North Carolina Governor Thomas Bickett sent Jordan's letter to the FBI, and chastised Hunter for publishing it in "grand style." He asked Agricultural and Technical College President James B. Dudley to fire Jordan and repudiate his remarks. Many white newspapers excoriated the professor, and threatened that state appropriations would be withheld from Dudley's school unless Jordan was punished. He remained on the school's faculty until 1918. Nearly 50 years would pass before the accommodationist attitudes of North Carolina's black elite were replaced by more radicalized factions in step with the views of Jordan and social activists such as newspaper publisher Louis Austin.

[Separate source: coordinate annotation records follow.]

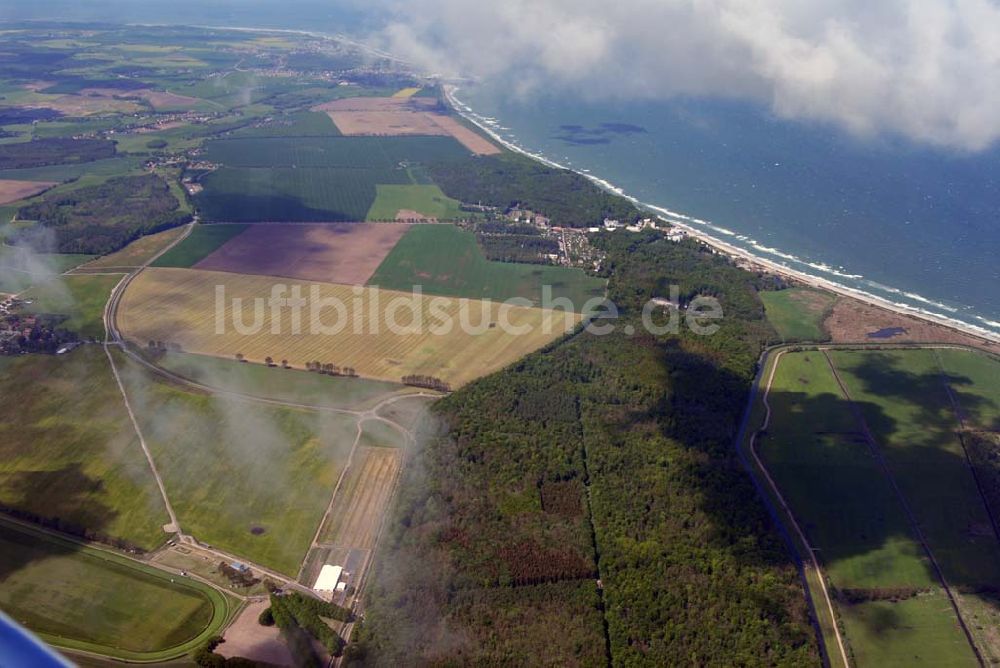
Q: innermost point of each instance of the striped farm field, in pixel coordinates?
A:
(371, 330)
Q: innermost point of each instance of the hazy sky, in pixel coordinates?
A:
(926, 69)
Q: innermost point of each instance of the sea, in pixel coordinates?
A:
(915, 225)
(912, 224)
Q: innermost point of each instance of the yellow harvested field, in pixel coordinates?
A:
(381, 333)
(362, 499)
(12, 190)
(398, 116)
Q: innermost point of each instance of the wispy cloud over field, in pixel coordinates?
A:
(925, 69)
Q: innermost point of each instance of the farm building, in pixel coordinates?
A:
(328, 579)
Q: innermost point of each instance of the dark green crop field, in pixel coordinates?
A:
(300, 195)
(83, 598)
(446, 260)
(301, 124)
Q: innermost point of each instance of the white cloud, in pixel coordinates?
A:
(926, 69)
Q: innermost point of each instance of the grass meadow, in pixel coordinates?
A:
(87, 599)
(19, 270)
(446, 260)
(291, 385)
(80, 297)
(347, 152)
(299, 124)
(816, 450)
(68, 450)
(907, 408)
(797, 313)
(136, 253)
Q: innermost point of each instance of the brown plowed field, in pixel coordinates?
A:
(362, 499)
(394, 116)
(328, 252)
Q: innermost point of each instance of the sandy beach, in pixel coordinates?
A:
(975, 336)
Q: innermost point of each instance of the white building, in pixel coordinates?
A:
(328, 579)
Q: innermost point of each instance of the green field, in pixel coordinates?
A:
(905, 403)
(975, 382)
(285, 194)
(424, 199)
(300, 124)
(291, 385)
(81, 298)
(20, 268)
(797, 313)
(68, 450)
(202, 242)
(87, 174)
(246, 477)
(352, 152)
(817, 452)
(906, 633)
(87, 599)
(446, 260)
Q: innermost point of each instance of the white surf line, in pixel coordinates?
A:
(689, 225)
(788, 511)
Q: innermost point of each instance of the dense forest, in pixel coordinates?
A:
(566, 198)
(54, 151)
(101, 219)
(585, 506)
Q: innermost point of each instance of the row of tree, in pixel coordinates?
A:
(642, 425)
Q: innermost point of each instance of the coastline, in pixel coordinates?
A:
(742, 255)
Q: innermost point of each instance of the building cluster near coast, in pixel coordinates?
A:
(680, 226)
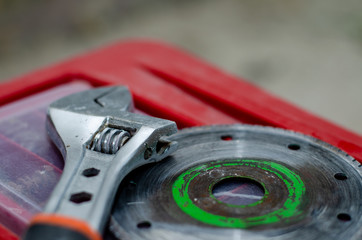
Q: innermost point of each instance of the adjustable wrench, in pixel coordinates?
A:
(101, 142)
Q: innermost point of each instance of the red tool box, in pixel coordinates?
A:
(165, 82)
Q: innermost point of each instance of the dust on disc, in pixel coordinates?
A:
(242, 182)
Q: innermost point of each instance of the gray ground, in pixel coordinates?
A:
(308, 52)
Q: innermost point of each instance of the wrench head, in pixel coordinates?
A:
(97, 102)
(74, 122)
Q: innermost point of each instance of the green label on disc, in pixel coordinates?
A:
(290, 208)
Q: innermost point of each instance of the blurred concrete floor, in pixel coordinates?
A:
(308, 52)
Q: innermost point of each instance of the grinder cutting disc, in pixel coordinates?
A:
(243, 182)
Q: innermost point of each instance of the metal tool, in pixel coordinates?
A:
(101, 142)
(309, 189)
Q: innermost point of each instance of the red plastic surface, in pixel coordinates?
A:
(169, 83)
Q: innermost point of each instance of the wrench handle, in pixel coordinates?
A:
(57, 227)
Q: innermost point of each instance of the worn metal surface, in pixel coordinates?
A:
(311, 189)
(90, 178)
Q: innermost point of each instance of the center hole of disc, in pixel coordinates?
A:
(238, 191)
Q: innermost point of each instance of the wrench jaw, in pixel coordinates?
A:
(91, 177)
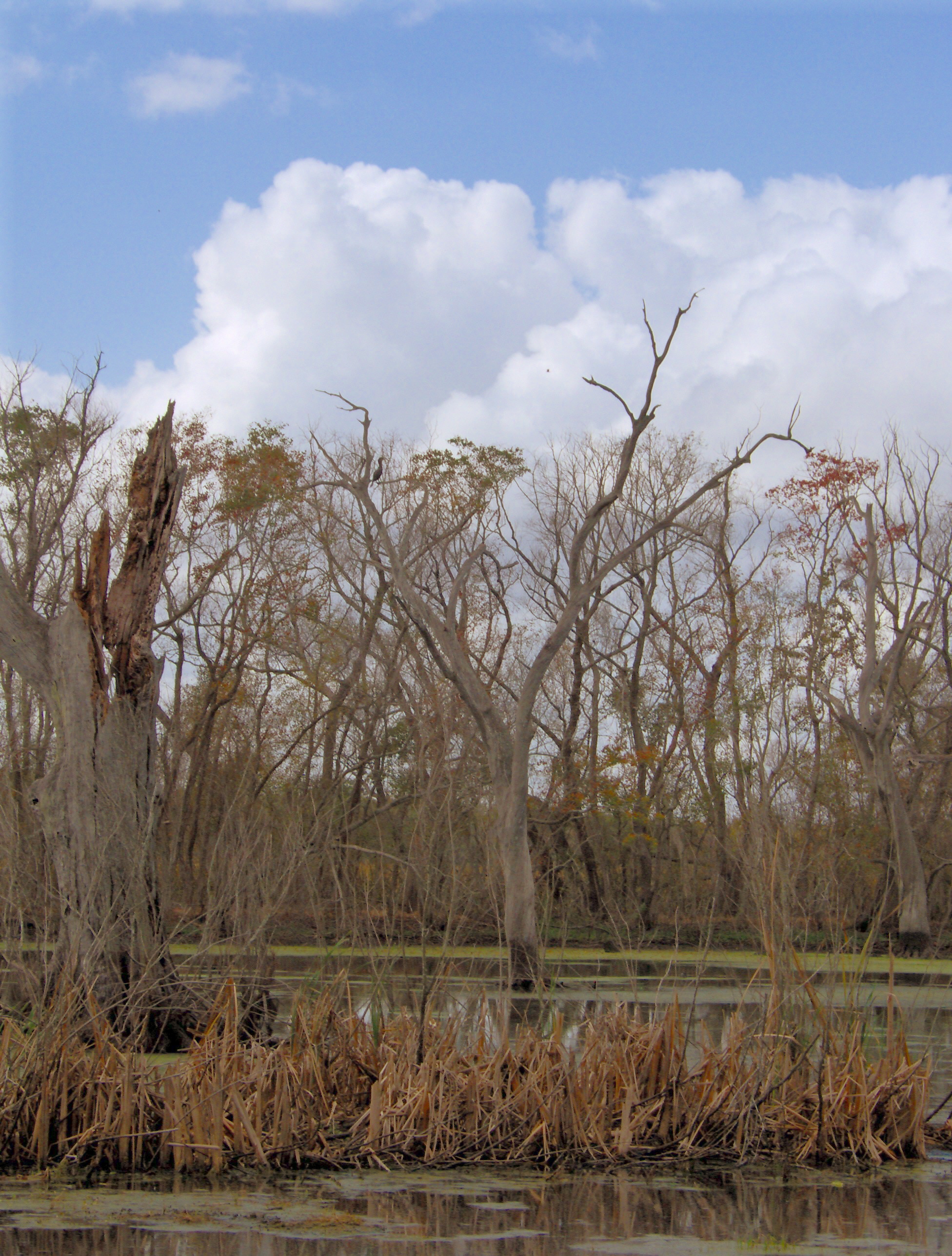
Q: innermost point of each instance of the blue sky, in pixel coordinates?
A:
(127, 126)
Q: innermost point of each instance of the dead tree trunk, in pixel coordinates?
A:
(99, 804)
(871, 731)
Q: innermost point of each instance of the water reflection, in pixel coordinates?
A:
(480, 1213)
(709, 993)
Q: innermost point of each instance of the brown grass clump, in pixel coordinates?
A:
(343, 1092)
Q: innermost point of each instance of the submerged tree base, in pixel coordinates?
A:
(346, 1092)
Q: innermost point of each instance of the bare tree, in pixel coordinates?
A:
(97, 803)
(505, 716)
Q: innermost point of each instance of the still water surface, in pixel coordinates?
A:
(708, 993)
(477, 1213)
(483, 1213)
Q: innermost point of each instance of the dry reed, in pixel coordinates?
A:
(343, 1092)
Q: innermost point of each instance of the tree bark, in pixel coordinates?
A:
(99, 804)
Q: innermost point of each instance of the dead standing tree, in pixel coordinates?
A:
(505, 719)
(97, 804)
(871, 727)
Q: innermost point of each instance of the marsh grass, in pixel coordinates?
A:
(352, 1089)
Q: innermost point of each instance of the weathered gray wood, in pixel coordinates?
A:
(99, 805)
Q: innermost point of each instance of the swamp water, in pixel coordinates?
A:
(709, 989)
(627, 1213)
(905, 1209)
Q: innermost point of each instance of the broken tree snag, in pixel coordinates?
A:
(155, 489)
(99, 805)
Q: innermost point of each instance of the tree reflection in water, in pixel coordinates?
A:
(498, 1215)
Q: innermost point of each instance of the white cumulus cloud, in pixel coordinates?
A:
(449, 308)
(187, 83)
(571, 48)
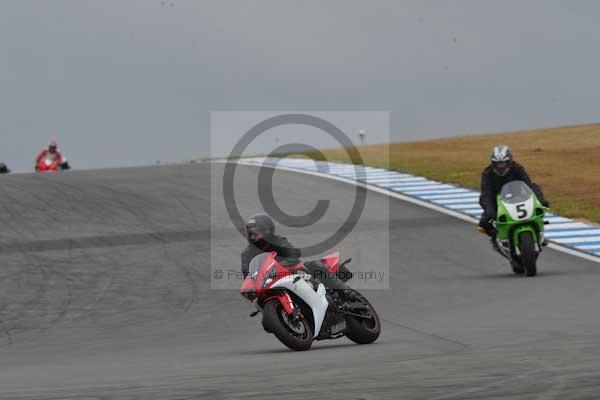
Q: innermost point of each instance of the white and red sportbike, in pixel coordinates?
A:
(298, 309)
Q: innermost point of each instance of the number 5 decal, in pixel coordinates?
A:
(521, 210)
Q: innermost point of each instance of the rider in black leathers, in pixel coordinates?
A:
(502, 169)
(261, 237)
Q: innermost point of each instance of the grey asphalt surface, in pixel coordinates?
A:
(105, 281)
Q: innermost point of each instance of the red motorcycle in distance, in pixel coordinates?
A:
(50, 164)
(298, 309)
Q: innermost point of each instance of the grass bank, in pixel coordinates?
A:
(565, 161)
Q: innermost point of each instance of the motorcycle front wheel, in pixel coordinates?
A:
(365, 329)
(293, 331)
(528, 254)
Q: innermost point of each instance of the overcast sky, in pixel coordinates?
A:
(131, 82)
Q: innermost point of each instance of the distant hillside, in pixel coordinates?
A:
(565, 161)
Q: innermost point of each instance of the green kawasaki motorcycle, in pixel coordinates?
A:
(520, 227)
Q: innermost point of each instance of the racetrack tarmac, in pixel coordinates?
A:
(105, 293)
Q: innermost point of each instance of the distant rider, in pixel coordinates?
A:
(502, 169)
(52, 153)
(260, 231)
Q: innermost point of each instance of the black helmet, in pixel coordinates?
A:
(261, 224)
(501, 160)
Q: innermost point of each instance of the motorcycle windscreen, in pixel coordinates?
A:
(515, 192)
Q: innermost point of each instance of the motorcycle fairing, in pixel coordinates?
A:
(316, 300)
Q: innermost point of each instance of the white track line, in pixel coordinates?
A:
(426, 204)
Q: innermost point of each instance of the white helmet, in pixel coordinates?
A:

==North Carolina College==
Since 1914 Jordan had served simultaneously as an administrator at North Carolina Agricultural and Technical College and as a professor at the National Religious Training School and Chautauqua for the Colored Race. In 1918, he became head of the Department and Professor of History at what is now North Carolina Central University, and was the only history professor listed at the school until 1939. Jordan also taught English and Government at NCC until his retirement in 1941. Jordan's home, The Dock J. Jordan House was located on the campus at the corner of Lawson and Fayetteville Streets until it was demolished in 1965.

==Death==
Dock Jackson Jordan died on October 20, 1943, and is buried in Durham's Beechwood Cemetery. He was the father of six children: Alice Julia Jordan, Lawrence Jordan, prominent A.M.E. Bishop Frederick Douglass Jordan, Julian Jordan, Frances Marie Jordan and Edwin Adolphis Jordan.

==Legacy==
On October 18, 2021, Durham, North Carolina Mayor Steve Schewel declared Dock and Carrie Jordan Day in the city. The effort to recognize the couple was led by Council Member Pierce Freelon.

On September 6, 2022, the Durham City Council unanimously voted to adopt a resolution designating a section of Fayetteville Street from Lawson Street to Timothy Avenue as Dr. Dock J. Jordan and Carrie Thomas Jordan Highway.

On April 6, 2023, the North Carolina Department of Transportation's Board of Transportation formally adopted a resolution naming State Road 1118 in honor of the couple.